Python-Based Mitigation Assessment and Application (MASq)
Introduction
In recent years, the advancement of computational technologies and artificial intelligence/machine learning (AI/ML) capabilities has resulted in vast amounts of data becoming publicly available (intentionally disclosed or not), degrading the privacy of individuals and organizations potentially leading to hacking, discrimination, ransoming, and exploitation. To gain decision advantage over the U.S. government and financial leverage over U.S. persons, adversaries have disclosed sensitive information. In addition, data aggregation efforts expose patterns of sensitive activities by providing additional context about sensitive records and attributes. As more datasets are involved in transparency and aggregation, institutions often do not have enough subject-matter experts to assess and mitigate risks of disclosure, the proper tools to effectively and efficiently de-identify data, or the time to fully vet risk and utility of the data to missions and stakeholders. Academic research contains a number of viable approaches for mitigating risk of exposing sensitive information, but tools are either not automated, no longer supported, or designed for experts in the field.
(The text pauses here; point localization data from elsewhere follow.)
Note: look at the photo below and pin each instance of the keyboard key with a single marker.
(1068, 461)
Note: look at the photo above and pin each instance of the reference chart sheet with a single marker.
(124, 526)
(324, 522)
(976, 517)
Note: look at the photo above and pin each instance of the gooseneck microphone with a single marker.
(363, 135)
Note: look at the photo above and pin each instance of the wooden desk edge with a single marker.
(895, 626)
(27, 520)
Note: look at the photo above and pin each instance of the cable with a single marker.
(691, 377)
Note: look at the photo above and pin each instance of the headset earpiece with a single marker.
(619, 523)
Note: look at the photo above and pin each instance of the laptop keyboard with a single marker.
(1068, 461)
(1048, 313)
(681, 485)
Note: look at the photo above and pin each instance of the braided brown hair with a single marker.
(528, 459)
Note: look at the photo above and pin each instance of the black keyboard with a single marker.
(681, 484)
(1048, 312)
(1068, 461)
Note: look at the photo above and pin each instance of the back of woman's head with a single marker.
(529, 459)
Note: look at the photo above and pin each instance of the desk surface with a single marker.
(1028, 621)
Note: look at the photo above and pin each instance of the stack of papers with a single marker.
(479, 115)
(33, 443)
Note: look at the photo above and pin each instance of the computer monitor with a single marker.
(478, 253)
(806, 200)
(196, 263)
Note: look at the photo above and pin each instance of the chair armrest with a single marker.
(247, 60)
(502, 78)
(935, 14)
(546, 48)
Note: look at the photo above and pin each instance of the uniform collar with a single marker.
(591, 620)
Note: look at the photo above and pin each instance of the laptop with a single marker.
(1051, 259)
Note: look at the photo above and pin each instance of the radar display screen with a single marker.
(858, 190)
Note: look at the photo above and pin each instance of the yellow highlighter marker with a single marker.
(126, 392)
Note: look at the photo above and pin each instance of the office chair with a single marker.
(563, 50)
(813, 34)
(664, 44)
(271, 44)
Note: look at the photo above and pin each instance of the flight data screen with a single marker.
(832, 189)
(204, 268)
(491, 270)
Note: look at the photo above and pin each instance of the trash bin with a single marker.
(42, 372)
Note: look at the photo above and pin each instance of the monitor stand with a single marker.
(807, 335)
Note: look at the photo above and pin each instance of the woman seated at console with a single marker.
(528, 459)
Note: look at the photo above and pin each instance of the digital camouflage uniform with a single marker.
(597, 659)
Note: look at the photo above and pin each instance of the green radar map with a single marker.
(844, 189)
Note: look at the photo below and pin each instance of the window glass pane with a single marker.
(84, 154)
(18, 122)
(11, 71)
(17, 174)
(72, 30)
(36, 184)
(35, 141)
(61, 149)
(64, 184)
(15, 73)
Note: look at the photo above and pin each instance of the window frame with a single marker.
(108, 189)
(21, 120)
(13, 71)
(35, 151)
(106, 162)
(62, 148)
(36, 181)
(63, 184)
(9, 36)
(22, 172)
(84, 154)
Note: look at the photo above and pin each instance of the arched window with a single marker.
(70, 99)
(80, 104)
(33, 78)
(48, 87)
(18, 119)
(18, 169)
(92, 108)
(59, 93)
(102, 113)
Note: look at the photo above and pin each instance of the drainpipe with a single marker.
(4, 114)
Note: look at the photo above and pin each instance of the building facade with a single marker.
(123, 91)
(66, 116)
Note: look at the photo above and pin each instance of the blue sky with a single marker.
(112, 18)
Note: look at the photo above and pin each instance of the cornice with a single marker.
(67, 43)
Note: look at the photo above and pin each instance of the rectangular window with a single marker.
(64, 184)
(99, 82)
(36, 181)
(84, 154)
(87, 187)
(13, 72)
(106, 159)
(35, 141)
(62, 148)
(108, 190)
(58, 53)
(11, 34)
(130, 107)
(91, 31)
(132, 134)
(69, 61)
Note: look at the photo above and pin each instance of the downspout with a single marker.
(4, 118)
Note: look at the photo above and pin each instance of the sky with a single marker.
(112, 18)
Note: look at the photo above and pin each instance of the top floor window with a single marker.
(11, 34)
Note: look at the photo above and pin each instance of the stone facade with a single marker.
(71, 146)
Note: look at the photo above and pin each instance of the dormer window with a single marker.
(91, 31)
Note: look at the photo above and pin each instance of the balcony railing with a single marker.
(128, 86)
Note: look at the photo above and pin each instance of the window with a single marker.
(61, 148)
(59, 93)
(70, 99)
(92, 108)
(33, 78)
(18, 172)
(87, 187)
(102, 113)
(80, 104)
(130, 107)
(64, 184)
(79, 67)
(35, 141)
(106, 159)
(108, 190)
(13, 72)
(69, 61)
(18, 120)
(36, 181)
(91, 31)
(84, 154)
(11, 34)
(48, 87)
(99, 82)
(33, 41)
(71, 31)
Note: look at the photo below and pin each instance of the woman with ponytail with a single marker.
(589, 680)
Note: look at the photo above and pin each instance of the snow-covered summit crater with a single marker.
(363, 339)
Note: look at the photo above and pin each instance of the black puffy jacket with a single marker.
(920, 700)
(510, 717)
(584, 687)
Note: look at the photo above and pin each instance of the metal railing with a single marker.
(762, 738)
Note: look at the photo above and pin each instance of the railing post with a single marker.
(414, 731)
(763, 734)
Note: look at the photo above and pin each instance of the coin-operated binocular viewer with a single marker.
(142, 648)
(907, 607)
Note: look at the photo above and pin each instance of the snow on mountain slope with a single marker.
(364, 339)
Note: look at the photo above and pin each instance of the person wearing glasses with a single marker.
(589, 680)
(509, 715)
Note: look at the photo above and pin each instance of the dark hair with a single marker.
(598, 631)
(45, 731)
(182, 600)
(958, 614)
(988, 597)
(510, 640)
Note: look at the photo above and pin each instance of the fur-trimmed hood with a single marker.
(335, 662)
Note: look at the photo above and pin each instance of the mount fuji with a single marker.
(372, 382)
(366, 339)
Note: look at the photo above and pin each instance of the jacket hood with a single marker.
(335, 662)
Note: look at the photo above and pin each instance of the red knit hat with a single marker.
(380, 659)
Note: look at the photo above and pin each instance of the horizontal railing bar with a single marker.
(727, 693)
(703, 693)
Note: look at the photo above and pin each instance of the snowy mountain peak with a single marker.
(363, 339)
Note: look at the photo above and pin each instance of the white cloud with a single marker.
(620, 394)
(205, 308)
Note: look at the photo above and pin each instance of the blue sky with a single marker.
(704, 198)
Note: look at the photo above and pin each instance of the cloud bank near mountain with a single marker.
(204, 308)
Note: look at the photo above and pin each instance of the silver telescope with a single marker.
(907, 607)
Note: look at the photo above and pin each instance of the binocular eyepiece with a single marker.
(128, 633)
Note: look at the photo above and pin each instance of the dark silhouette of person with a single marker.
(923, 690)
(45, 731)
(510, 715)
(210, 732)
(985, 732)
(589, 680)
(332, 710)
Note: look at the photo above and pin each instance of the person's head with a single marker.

An automated decision support tool is required to empower non-expert users to explore and mitigate risk in their data to protect the privacy of individuals and groups.
With funding from the Department of Defense and Lincoln Laboratory’s New Technologies Initiative (NTI), a team of researchers developed the Mitigation Application and Assessment (MASq) software tool, which provides situational awareness to data owners and mission stakeholders about the disclosure risk contained within their dataset and provides methods for mitigating said risk. MASq combines standard and novel techniques in artificial intelligence and statistical disclosure control (SDC) to facilitate some – or all – of the procedures and workflows associated with data de-identification prior to release, including
- identifying which data elements reveal an organization’s activities as a group in their dataset, thus creating risk for their mission
- providing a comprehensive collection of mitigation techniques for generalizing or suppressing elements within their dataset
- providing quantitative metrics, grounded in well-supported literature, to evaluate the disclosure risk contained within a dataset and the information loss associated with mitigations (modifications) made to the dataset which reduce disclosure risk.
Furthermore, MASq can automate the aforementioned procedures by applying hundreds of combinations of mitigations, evaluating their impact with respect to disclosure risk and information loss, and generating a report that ranks the most effective mitigation strategies identified for a particular dataset. To date, MASq has been transitioned to a government sponsor and is in the process of being released as an open-source software package.